Местные спускались по узким ступеням и, оглядев клиентуру, в основном уходили восвояси. По крайней мере мужчины. Некоторые девушки предпочитали остаться. Так обычно случалось. Подобное можно увидеть в тысяче миров.
В баре собралось множество солдат нашего подразделения. У некоторых были местные безделушки, вроде булавок и запонок с металлическим ангелом. Другие щеголяли более зловещими сувенирами, вроде чисел из крошечных черепов, чернилами выведенных на руках, шеях и лбах, с написанным под ними названием «Железоград». Подобные татуировки в нашем полку издревле указывали, скольких врагов солдаты убили в бою. Одни цифры были неприкрытой ложью, другие — бахвальством, иные же — явной недооценкой. Думаю, они выбили их преждевременно. Я не был уверен, что битва за город действительно закончилась. Банды продолжали сражаться на улицах. Во многих жилых зонах царили беспорядки, и никто наверняка не знал, что случилось с сектантами, которые принесли столько неприятностей.
— Видали сегодня Заместителя? — спросил Новичок. — Он прошел сквозь шквал огня, даже не заметив его.
— Может быть, действительно не заметил, — сказал я.
— Поверить не могу, что это тот самый человек, которого я вытаскивал из кабины номера Десять.
«Как же просто он произносит „номер Десять”, — подумал я, — будто просидел там десять лет, а не пару дней».
Я хотел было сказать ему, что право так называть наш танк нужно заслужить, но понял, что в этом уже нет смысла.
— Заместитель рехнулся, — сказал Антон.
— Знаешь, а ведь нехорошо, если Антон называет кого-то рехнувшимся, — подметил Иван.
— Я серьезно, — возразил Антон. — Мы же сами всё видели. Иногда люди ломаются. В их головах что-то раскалывается и изменяет их. Помните Юрия, когда мы вытащили его из бункера на Юрасике? Все время бормотал, что его хотят утащить зеленые человечки.

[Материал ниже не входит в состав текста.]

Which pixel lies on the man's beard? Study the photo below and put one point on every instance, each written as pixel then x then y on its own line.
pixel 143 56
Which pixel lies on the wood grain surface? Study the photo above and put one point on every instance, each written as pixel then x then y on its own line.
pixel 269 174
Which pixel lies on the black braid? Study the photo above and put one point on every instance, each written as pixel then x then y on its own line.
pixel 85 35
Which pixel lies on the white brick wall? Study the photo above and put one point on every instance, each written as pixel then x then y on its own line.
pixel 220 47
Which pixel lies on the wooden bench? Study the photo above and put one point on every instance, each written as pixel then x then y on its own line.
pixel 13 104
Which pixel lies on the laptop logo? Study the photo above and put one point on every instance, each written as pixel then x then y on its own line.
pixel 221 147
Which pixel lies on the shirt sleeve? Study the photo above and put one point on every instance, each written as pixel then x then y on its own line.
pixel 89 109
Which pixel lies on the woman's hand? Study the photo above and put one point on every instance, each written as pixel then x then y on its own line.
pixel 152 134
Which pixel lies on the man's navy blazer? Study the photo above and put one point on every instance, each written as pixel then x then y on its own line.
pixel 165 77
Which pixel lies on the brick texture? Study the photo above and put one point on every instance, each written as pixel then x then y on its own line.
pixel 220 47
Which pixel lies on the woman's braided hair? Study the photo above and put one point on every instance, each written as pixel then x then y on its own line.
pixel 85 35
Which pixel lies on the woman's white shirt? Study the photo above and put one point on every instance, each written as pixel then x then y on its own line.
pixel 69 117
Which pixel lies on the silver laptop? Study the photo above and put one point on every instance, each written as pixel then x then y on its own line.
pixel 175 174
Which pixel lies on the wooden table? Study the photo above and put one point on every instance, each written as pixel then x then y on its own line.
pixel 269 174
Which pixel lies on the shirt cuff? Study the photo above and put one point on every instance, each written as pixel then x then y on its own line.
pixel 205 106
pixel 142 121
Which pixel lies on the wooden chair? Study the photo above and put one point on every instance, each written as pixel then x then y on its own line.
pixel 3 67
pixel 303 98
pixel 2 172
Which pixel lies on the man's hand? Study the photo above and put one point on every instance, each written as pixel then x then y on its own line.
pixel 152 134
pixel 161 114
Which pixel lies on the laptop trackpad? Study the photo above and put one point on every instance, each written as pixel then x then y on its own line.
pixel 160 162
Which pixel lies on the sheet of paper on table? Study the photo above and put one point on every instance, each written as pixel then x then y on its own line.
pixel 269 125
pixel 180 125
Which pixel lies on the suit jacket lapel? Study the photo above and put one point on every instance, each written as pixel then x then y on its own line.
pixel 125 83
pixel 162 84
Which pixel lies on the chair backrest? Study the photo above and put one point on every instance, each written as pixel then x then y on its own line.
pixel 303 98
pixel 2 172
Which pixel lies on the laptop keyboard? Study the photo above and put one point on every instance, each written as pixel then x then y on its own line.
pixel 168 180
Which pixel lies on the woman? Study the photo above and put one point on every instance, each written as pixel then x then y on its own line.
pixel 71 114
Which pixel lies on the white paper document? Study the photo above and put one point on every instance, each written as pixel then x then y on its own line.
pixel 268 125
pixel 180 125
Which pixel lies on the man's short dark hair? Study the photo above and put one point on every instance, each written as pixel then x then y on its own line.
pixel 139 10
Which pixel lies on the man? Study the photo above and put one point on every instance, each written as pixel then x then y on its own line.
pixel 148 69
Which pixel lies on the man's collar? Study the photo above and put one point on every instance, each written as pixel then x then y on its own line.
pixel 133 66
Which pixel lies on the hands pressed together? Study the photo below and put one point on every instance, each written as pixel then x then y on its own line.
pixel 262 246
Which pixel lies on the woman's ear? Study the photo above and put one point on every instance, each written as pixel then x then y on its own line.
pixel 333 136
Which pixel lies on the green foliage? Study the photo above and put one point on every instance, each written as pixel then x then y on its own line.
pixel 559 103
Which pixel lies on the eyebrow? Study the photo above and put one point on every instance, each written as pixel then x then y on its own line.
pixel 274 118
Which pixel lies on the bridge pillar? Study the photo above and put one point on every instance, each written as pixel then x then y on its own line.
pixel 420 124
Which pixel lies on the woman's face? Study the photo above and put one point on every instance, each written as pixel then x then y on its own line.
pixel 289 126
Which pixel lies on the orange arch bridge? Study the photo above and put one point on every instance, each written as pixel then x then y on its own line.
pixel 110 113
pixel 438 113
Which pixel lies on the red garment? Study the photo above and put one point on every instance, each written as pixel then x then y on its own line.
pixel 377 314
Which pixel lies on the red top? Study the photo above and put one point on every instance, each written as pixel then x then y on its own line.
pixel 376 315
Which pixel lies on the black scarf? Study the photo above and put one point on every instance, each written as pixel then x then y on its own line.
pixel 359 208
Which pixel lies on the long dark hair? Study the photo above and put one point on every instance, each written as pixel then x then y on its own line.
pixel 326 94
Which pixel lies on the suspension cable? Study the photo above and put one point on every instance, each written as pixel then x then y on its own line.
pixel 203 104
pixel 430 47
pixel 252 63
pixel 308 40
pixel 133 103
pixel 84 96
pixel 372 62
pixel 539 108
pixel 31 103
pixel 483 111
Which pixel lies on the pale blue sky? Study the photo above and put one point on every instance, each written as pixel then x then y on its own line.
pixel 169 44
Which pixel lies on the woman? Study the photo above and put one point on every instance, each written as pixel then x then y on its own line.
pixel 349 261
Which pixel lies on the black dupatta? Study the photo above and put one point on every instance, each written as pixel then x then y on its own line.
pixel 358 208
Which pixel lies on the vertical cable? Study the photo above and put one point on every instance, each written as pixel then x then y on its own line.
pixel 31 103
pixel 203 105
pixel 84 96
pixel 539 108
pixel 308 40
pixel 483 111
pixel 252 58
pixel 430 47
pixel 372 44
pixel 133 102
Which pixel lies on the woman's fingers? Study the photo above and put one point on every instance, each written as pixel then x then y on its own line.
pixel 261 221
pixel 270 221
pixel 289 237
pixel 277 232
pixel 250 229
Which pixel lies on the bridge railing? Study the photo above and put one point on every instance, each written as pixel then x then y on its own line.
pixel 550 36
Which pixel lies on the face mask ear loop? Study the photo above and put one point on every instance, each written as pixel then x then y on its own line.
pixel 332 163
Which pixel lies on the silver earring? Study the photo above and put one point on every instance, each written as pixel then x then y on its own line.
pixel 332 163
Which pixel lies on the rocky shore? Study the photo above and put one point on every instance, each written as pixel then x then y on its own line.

— Ну, мы тогда воевали с орками, — сказал я. — Поэтому он был по-своему прав.
— Мы перебили их всех. Он видел каких-то орков-невидимок.
— Ты не можешь видеть невидимое, — заметил Иван. — В этом вся суть невидимости.
— Ты понял, о чем я. Он сбрендил с концами.
— Но Заместитель не такой, — сказал я.
— Знаю, но это одно и то же. Иногда человек может увидеть нечто такое, что его разум не выдерживает.
— Тогда тебе ничего не грозит, — сказал Иван. — У тебя-то его нет.
— Обхохочешься!
Новичок вздрогнул и отхлебнул зеленоватый напиток.
— Думаю, если находиться здесь слишком долго, с человеком может случиться подобное.
Он начал подходить к тому, о чем действительно думал.
— Ты о чем? — спросил я, чтобы дать ему повод продолжить.
— Для чего все эти клетки?
— Чтобы казнить людей, — ответил я.
— Но кто, черт подери, будет казнить людей таким образом?
— Разве это важно? Люди все равно умирают.
— Да, но…
— Мы используем расстрельные команды, — сказал я. — А они — клетки.
— Это не то же самое, — сказал Новичок.
Конечно, он был прав, но во мне уже плескался алкоголь, и мне хотелось с кем-то поспорить. Со мной обычно такое случается, когда я выпью.
— Думаешь?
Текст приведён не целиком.